5/ Les formes et les œuvres

Les formes génériques de l’esthétique romantique :

L’histoire. Quand, au lendemain de la Révolution, l’histoire entre dans la vie


quotidienne des individus, elle conquiert simultanément une légitimité littéraire
nouvelle. Deux voies illustreront ce renouveau : celle du roman historique et
celle de l’historiographie (manière avec laquelle est écrit l’histoire). La première
a vu naître de forts récits de, Hugo, Mérimée, Vigny, Balzac et surtout Dumas.
La deuxième tendance a permis à des noms comme Augustine Thierry,
Tocqueville, Michelet d’imposer une vision à la fois lyrique et scientifique de
l’histoire.

Le théâtre. Le Romantisme a indiscutablement enrichi la scène en imposant


un nouveau genre, le drame. Le drame romantique, limité à une quinzaine
d’années, à quatre auteurs essentiellement (Hugo, Vigny, Dumas, Musset). Il
résume à lui seul l’esthétique romantique qui se caractérise par :

-le mélange des genres et le refus des limites ;

- des sujets tirés de l’histoire (notamment la Renaissance) ;

- le choix de personnages remarquables (par leurs talents …) ;

- une grande réforme du langage dans le sens de la vérité et de la


modernité.
Les grandes œuvres du mouvement romantique sont Henri III et sa cour
(Dumas, 1829), Hernani (Hugo, 1830), Antony (Dumas, 1831), Lorenzaccio
(Musset, 1834), Chatterton (Vigny, 1835), Ray Blas (Hugo, 1838), Leo
Burckhardt (Nerval, 1939).

La poésie a retenti de nouveau, après l’éclipse qu’elle a subie au XVIIIe


siècle, surtout par le succès du premier recueil de Lamartine, Les Méditations
poétiques. Parmi les tendances qui ont constitué essentiellement la production
poétique on retient entre autres :

-le lyrisme : grâce au lyrisme s’expriment le vague des passions, le dégoût de


la vie, la complicité avec la nature. « La poésie, c’est le chant intérieur » écrira
Lamartine. Sainte-Beuve, Musset et Hugo illustrent, avec Lamartine, cette veine.

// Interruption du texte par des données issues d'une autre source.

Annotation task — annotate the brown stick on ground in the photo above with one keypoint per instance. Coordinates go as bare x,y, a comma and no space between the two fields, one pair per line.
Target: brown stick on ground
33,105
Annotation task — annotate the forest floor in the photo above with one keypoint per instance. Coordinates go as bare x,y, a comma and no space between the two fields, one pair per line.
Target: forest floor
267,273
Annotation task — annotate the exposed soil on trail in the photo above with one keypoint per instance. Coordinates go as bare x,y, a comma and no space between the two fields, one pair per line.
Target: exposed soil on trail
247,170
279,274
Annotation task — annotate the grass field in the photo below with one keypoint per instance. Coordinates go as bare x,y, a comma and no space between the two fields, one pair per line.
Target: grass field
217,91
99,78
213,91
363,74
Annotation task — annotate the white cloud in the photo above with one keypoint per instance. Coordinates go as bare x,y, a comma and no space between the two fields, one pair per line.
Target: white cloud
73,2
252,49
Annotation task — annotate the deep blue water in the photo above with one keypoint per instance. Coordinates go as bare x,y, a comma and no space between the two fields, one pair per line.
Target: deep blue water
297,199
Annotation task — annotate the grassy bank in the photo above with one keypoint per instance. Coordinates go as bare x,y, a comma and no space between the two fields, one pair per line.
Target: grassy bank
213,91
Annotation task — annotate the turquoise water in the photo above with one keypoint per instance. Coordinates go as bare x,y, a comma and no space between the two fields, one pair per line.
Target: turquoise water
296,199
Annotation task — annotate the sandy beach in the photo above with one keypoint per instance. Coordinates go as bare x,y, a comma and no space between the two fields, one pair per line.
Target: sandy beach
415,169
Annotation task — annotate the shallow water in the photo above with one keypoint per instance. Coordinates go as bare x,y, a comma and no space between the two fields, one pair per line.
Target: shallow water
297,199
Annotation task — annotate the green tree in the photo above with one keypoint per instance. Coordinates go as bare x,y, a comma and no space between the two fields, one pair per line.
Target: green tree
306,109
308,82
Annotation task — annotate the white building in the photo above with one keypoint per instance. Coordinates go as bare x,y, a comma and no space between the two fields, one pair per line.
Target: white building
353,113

-l’épique : mû par un penchant prononcé pour l’histoire, le poète aime à


développer de grandes constructions inspirées des mythes chrétiens qu’il
exprime grâce aux ressources du modèle antique de l’épopée. Le cas de La
légende des siècles de Hugo ou encore La chute d’un ange de Lamartine.

Le roman. Les romantiques ont recherché de nouveaux moyens d’atteindre le


public en diversifiant les tendances :

-le roman psychologique, le plus ancien, marqué par quelques


titres emblématiques : René de Chateaubriand (1812), Delphine et Corinne de
Mme de Staël (1807 et 1808). Un peu plus tard Volupté de Sainte-Beuve (1834)
ou La confession d’un enfant du siècle (1836). Tous ces romans se rattachent à
ce courant de l’analyse intime des tourments du cœur.

-le roman social et populaire, qui aime peindre les humbles, leurs sentiments
et leur vie ; ce que font Lamartine dans Le Tailleur de pierres de Saint-Point
(1851), George Sand (Consuelo, 1842-43), V. Hugo (Les Misérables,1862).

-le roman fantastique, qui se présente sous la forme de conte ou de récit bref et
s’inspire du succès du conteur allemand Hoffmann, les noms les plus importants
sont Charles Nodier (Samarra,1821), Mérimée (La Vénus d’Ille, 1837), Nerval
(Aurélia,1865).

Qu’a-t-il apporté le Romantisme au monde de la littérature et de la


pensée ?
-D’abord un formidable appétit de liberté qui pousse à préférer aux modèles
transmis par la tradition des formes novatrices et un langage affranchi des
contraintes.

-Ensuite un élargissement considérable des limites de l’inspiration avec, aux


deux extrémités de la palette, l’introspection patiente de l’écriture du moi et
l’abandon visionnaire aux éclats de l’imagination.